If you are planning on posting your resume on the internet or applying to large corporate sites, it’s important to include keywords in your resume. It will be tough to be found if your resume doesn’t appear in the search results. This is even more of a problem if the company uses database software to conduct the first screen of the resume.
It’s easy to put keywords into your resume. They should naturally occur within the text. To ensure you appear in every search that matches your background, you may want to include a keyword summary section.
Here’s what I saw on a resume today. The resume started with an executive summary, then had a keyword summary and then the work experience. The job seeker was from a non-technical executive position. The keywords listed included things like training management, organizational development and project management.
The order is the first place where the job seeker got it wrong. The keyword summary isn’t important enough to go at the top of the resume. Having the words "organizational development" at the top of a resume do nothing to differentiate the candidate.

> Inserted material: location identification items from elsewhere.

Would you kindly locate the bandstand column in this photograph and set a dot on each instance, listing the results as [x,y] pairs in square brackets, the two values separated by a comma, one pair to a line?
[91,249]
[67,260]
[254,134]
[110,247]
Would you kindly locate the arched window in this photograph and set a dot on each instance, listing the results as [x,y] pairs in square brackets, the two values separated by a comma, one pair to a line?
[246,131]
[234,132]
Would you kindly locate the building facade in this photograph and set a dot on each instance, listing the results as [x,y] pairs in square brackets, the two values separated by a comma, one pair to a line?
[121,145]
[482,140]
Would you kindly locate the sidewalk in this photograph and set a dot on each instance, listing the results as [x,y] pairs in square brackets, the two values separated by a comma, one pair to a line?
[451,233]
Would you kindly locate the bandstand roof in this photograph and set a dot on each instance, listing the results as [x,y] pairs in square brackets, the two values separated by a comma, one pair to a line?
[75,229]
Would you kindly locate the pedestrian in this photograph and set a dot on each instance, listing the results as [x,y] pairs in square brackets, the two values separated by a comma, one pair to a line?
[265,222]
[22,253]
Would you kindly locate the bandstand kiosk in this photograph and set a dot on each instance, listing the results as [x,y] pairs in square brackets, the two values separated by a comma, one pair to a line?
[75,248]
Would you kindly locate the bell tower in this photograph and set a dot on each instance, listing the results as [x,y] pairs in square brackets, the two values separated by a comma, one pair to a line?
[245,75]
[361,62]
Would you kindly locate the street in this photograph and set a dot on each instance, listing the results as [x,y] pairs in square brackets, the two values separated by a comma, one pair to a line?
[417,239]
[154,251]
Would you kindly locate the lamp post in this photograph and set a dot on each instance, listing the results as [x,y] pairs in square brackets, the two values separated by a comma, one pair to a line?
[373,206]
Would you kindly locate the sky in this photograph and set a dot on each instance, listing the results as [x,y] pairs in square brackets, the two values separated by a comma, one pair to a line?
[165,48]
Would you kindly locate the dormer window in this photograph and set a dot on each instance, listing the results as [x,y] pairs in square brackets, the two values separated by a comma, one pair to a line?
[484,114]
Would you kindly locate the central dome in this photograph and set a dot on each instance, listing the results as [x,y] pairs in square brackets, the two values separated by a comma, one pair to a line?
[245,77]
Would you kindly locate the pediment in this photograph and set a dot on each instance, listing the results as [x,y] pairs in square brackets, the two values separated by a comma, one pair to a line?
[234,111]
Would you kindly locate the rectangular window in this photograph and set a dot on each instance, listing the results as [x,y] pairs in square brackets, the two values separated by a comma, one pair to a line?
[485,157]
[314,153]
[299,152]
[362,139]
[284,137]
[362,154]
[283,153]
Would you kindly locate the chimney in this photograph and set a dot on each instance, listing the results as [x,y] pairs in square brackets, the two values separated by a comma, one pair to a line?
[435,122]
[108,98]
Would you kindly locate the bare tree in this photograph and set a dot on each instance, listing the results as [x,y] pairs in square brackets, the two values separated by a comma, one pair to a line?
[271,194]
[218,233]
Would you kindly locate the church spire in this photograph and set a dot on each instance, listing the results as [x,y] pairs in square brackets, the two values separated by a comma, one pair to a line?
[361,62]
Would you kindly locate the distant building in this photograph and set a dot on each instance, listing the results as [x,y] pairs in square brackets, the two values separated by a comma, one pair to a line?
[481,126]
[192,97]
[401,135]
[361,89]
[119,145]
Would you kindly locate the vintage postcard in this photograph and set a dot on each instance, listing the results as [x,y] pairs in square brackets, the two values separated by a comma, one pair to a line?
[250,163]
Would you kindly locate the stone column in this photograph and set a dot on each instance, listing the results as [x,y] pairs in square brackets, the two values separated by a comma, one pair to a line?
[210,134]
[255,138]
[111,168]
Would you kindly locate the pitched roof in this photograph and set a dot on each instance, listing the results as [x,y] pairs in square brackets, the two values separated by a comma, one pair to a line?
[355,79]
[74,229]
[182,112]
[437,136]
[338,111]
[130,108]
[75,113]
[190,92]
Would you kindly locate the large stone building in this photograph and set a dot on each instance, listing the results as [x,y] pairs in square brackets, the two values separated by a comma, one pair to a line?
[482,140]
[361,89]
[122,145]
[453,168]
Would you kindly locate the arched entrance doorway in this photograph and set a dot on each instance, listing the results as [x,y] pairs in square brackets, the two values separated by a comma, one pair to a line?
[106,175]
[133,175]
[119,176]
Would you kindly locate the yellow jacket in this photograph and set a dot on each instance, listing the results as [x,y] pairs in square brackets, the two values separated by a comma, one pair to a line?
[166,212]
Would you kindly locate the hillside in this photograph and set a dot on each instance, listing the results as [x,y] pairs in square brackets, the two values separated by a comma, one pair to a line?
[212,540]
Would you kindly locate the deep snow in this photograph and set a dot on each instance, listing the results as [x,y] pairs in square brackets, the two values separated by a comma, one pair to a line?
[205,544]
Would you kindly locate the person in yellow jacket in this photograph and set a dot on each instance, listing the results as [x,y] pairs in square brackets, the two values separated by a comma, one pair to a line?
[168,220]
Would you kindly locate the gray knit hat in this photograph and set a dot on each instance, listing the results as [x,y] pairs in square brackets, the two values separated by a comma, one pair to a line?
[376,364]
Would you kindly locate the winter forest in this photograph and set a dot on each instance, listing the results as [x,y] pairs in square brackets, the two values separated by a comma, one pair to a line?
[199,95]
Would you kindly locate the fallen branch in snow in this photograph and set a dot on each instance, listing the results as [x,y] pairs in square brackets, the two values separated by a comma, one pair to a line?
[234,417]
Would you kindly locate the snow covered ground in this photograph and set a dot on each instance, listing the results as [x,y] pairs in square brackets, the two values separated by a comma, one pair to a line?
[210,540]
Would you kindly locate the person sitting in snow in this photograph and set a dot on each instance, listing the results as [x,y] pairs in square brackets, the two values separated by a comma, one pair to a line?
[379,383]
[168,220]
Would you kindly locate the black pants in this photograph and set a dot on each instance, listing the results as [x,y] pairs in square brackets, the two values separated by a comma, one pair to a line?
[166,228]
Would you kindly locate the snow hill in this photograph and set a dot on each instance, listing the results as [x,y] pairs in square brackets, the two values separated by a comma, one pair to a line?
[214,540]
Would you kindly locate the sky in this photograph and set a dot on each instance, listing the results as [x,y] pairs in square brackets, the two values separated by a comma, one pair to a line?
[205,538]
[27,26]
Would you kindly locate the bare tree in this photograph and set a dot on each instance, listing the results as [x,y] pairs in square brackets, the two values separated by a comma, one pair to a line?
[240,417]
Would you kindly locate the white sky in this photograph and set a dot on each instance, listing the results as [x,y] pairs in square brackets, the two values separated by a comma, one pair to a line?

The other big mistake was calling the section a keyword summary. The keyword summary is essentially a listing of skills. Call it a skills section and write it in a format that appeals to a human reader. The content will still help with search results and it won’t detract from the presentation.
What if you’re in a highly technical field? Then you may want to put your technical skills near the top of your resume. For technical roles, the technical skills can be the most important information on your resume. They are one of the primary selling points for you. For most job seekers though, the skills section is information that is important, but a much lower priority than the work experience and education.